Letters 1764
| Author | John Wesley |
|---|---|
| Type | letter |
| Year | None |
| Passage ID | jw-letters-1764-028 |
| Words | 269 |
I advise you, Sammy, sacredly to abstain from reading any stiff writer. A bystander sees more than those that play the game. Your style is much hurt already. Indeed, something might be said if you was a learned infidel writing for money or reputation. But that is not the case: you are a Christian minister, speaking and writing to save souls. Have this end always in your eye, and you will never designedly use an hard word. Use all the sense, learning, and fire you have; forgetting yourself, and remembering only these are the souls for whom Christ died; heirs of an happy or miserable eternity!--I am, with love to Nancy, Your affectionate friend and brother.

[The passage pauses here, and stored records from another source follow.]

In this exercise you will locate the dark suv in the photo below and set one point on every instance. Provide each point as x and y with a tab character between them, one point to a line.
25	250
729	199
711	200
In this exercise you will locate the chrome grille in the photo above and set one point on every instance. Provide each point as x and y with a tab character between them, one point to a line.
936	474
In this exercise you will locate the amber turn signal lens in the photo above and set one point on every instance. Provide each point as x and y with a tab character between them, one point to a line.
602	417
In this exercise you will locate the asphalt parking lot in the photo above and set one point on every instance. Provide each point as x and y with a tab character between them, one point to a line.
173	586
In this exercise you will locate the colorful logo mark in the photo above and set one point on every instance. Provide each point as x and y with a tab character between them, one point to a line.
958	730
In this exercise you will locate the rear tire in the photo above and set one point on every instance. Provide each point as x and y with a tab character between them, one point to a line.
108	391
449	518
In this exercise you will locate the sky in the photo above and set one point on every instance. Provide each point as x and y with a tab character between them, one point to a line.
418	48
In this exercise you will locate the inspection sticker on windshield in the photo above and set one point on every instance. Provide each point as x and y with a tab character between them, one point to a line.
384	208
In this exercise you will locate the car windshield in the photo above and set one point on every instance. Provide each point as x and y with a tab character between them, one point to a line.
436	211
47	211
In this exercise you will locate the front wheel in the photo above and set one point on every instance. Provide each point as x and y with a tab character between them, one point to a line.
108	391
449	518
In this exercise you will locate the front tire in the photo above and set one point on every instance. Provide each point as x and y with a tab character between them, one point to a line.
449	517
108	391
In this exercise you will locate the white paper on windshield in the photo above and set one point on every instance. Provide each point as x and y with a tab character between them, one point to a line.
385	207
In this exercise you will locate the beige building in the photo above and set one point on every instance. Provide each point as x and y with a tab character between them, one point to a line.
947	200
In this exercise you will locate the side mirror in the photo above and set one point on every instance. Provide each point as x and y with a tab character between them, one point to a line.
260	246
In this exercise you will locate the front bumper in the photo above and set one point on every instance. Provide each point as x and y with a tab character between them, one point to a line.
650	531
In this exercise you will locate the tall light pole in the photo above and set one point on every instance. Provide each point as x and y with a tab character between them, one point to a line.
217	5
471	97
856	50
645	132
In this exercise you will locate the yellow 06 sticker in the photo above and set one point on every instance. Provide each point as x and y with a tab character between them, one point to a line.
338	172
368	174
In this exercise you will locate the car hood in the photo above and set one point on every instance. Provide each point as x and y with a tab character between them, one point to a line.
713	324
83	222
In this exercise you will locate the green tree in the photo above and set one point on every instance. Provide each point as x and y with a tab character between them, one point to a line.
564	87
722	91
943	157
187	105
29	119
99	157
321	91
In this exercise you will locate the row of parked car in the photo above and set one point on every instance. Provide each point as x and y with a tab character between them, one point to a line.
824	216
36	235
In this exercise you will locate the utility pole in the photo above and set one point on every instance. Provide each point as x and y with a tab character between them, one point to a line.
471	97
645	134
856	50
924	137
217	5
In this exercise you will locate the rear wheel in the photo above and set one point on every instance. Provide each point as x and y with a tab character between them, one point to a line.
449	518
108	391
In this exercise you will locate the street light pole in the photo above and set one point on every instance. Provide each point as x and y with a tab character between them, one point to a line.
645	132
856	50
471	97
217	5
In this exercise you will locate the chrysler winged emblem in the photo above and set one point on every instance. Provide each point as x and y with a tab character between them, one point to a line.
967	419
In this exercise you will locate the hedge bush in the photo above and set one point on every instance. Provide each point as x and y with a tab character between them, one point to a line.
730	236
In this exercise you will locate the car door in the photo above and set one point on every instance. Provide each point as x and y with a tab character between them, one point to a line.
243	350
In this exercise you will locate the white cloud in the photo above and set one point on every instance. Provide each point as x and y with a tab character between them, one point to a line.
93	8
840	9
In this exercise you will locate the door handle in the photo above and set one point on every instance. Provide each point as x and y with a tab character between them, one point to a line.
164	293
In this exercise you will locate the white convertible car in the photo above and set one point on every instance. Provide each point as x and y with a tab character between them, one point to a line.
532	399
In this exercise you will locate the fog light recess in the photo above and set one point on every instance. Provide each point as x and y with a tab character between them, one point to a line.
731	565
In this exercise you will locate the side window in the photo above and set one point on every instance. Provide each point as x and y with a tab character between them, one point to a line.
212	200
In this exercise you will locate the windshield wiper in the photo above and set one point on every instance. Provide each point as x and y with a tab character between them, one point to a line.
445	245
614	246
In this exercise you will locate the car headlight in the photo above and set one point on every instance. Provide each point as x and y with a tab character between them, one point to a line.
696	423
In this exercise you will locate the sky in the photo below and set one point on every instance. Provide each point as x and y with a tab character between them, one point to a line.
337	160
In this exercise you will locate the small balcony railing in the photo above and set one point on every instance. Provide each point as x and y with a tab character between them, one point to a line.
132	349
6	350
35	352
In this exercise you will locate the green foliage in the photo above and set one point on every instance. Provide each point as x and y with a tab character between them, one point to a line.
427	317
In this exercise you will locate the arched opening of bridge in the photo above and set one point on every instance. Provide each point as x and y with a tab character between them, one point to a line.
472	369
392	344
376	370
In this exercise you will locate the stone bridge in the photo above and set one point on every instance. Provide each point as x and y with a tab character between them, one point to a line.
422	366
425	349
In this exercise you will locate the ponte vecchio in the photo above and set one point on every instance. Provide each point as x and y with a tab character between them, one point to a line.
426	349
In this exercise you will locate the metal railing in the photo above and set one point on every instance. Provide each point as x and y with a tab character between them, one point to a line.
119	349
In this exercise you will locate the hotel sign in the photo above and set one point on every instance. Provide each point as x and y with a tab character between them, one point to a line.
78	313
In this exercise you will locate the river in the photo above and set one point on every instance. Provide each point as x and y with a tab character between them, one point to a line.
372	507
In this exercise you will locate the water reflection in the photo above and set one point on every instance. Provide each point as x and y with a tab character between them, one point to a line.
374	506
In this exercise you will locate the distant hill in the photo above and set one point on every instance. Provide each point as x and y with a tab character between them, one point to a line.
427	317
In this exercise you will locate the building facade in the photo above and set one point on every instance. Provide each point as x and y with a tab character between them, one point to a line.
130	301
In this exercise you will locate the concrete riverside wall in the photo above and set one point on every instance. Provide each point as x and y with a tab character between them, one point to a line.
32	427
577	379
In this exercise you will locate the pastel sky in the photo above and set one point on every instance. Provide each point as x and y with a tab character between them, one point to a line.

The Rev. Mr. Furly, At the Rev. Mr. Venn's, In Huddersfield, Yorks.
To the Earl of Dartmouth LAMPETER, July 26, 1764.
MY LORD,--Upon an attentive consideration, it will appear to every impartial person that the uniting of the serious clergy in the manner I proposed in a former letter [See letter of April 19.] is not a matter of indifferency, but what none can reject unless at the peril of his own soul. For every article therein mentioned is undeniably contained in the royal law, the law of love; and consequently the observance thereof is bound upon every man as indispensably necessary to salvation. It will appear, farther, that every single person may observe it, whether the other will or no. For many years I, for instance, have observed this rule in every article. I labour to do so now; and will by God's help, whatever others do, observe it to the end.